Basically, it’s going to financially cripple Iceland for the foreseeable future.
Icesave (et al.) was established as the product of a branch of the Icelandic banks, and therefore not under UK/Dutch/etc. control. Everything then went mammaries-skyward.
Iceland had agreements in place that it would have a prudential fund that would repay the first 20,000 Euro to every depositor. The fund hadn’t been properly established/regulated and therefore wasn’t in a position to follow through on its obligation. The UK/ND governments took the position that as this was a governmental obligation, the Icelandic government should make good. Iceland disagreed.
Excrement went down. The UK essentially declared this to be a piece of financial terrorism and, therefore, that Icelandic assets could be seized to compensate UK citizens.

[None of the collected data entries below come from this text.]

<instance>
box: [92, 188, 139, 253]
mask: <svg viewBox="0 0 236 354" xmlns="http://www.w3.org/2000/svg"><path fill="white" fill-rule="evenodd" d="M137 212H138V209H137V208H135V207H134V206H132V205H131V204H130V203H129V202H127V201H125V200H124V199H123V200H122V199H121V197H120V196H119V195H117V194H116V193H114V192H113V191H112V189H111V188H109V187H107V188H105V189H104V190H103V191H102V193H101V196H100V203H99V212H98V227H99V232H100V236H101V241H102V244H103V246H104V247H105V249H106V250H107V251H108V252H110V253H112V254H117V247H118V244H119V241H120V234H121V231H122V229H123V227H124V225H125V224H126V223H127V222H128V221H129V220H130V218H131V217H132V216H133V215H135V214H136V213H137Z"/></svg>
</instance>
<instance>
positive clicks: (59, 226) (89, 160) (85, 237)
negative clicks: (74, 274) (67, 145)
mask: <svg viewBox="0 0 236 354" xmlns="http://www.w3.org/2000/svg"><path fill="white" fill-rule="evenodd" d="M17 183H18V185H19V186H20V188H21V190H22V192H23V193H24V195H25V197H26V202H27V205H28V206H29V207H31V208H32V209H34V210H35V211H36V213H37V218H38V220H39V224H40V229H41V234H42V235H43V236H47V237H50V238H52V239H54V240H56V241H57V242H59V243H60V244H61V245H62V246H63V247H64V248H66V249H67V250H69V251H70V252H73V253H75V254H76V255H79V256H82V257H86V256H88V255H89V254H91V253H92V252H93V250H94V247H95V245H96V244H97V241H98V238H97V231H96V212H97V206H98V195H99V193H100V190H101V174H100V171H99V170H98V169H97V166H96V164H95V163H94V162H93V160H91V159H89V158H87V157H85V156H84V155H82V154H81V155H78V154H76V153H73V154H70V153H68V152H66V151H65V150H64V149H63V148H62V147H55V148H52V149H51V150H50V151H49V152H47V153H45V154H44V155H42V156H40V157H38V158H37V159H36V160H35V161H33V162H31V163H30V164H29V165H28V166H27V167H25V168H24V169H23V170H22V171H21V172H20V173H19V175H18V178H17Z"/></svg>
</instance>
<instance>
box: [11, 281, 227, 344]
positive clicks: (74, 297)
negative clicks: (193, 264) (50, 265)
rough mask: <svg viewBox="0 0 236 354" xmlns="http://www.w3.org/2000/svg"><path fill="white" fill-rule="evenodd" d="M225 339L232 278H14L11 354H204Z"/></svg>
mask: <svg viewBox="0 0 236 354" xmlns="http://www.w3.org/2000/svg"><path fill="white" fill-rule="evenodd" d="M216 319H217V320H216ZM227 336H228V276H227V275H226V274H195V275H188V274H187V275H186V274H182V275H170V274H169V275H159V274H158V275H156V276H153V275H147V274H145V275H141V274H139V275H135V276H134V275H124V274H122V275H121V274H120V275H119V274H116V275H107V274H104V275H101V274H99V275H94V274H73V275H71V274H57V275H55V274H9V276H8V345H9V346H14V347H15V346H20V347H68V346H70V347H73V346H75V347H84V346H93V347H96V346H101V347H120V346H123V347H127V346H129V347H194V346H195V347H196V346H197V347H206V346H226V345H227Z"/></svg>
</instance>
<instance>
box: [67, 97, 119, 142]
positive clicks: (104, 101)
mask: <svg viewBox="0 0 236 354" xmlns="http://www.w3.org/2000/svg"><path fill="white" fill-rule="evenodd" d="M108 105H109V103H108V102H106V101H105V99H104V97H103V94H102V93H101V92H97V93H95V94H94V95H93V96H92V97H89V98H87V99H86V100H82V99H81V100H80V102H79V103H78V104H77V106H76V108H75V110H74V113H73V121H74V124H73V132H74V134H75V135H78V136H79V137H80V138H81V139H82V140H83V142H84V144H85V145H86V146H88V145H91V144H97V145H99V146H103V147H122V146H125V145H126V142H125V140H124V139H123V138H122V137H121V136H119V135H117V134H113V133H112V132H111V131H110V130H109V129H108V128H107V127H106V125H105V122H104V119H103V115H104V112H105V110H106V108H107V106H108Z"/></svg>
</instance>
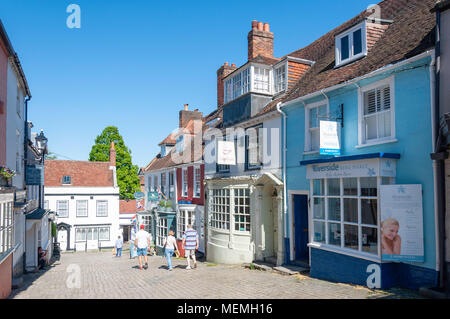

As part of a negotiated settlement, Iceland agreed that the UK and Dutch governments would pay part of the guarantees and that the Icelandic government would pay them back at a certain point in the future. Everything cool?
Now the Icelandic people have voted against this. No-one’s quite sure what this means, as the government’s already made commitments. Norway’s hanging off on making a desperately-needed loan until they know whether the Icelandic government’s going to pay them back. There’s a good chance that the IMF will feel that Iceland’s in default of commitments, too.
If it’s not sorted out pretty quickly, the Icelandic government will be effectively considered to be in sovereign default, which isn’t the sort of thing that you do lightly.